With that, I just have to thank the LORD for blessing after blessing. More, I need to look up to the LORD and say THANK YOU JESUS, I know this is all YOU! AMEN
I love technology! So, when I am able to get a new phone or computer I am so excited! I turn on my new technical joy and am excited and amazed! And then when something breaks or it doesn't go the way I want, the amazement and joy slides away! Before I know it, I am waving my fists and cursing the very gift that only moments earlier gave me such joy! How quickly I become un-amazed!
Yesterday, I heard the word "amazed" used in conjunction to our relationship with GOD! After all, it doesn't get more amazing! It did leave me wondering if I treat my amazement in the LORD similar to when I get a new computer? And I may! And I need to change it!

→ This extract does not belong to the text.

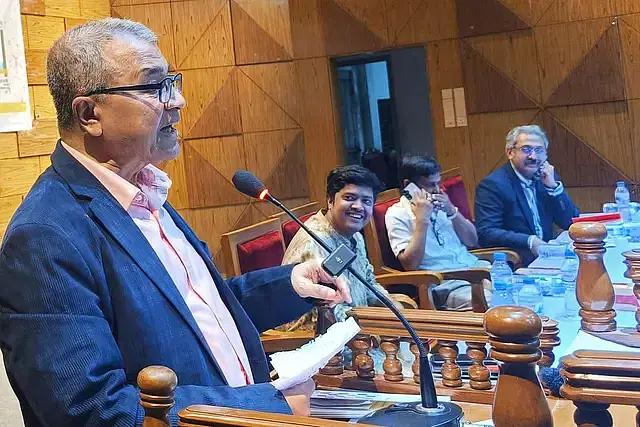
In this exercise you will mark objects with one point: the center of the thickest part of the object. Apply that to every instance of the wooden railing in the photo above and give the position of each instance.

I clearly have seen times where I thought something was devastatingly impossible, still, a way was made. Yep, GOD! I was amazed!
Yet, how soon I forget! A tough situation falls in front of me and how quickly my amazement leaves. And even in my spoil - the LORD holds me, prods me along only once again to be amazed!
LORD, forgive me that I lose the wonder and amazement of YOU too quickly. Forgive me that I allow what surrounds me in the physical to lower my expectations of YOU. YOU tell us that if we have a tiny bit of faith in YOU, YOU WILL move mountains for us- I need to hold onto that. FATHER, instill in me that amazement at and in YOU at every moment and every step. Clear my eyes of the cannots and the impossibles and replace them with faith, hope, love and continuous amazement at who my FATHER is! Amen ❤️
Last night, I watched short videos of some of my grandkids. As I watched, this huge smile came across my face. I felt this overwhelming joy. I could not erase the big Cheshire grin.
This is how the LORD loves me. I need to keep it that simple. Sometimes I make it so complicated!
1 John 3 says: See what great love the Father has lavished on us, that we should be called children of God! And that is what we are!"
It really is that simple, yet huge!! I am a child of GOD! HE desires a walk-in-hand, lift-me-up, one-on-one relationship with "just me." I don't have to perform in perfection. I don't have to be a particular way. GOD looks at me the way I look at my grandkids, swelling with love! Wow!
I am Deni, short for Denise. I grew up in a Jewish home, in a Jewish neighborhood and a Jewish family. In 3rd grade we moved. We moved to a mostly non-Jewish area.... that is where JESUS found me. I say found me because I yet had not acknowledged it, but would find out later.......by grace, HE HELD ME ALL ALONG, just a lil Jewish girl from Philly.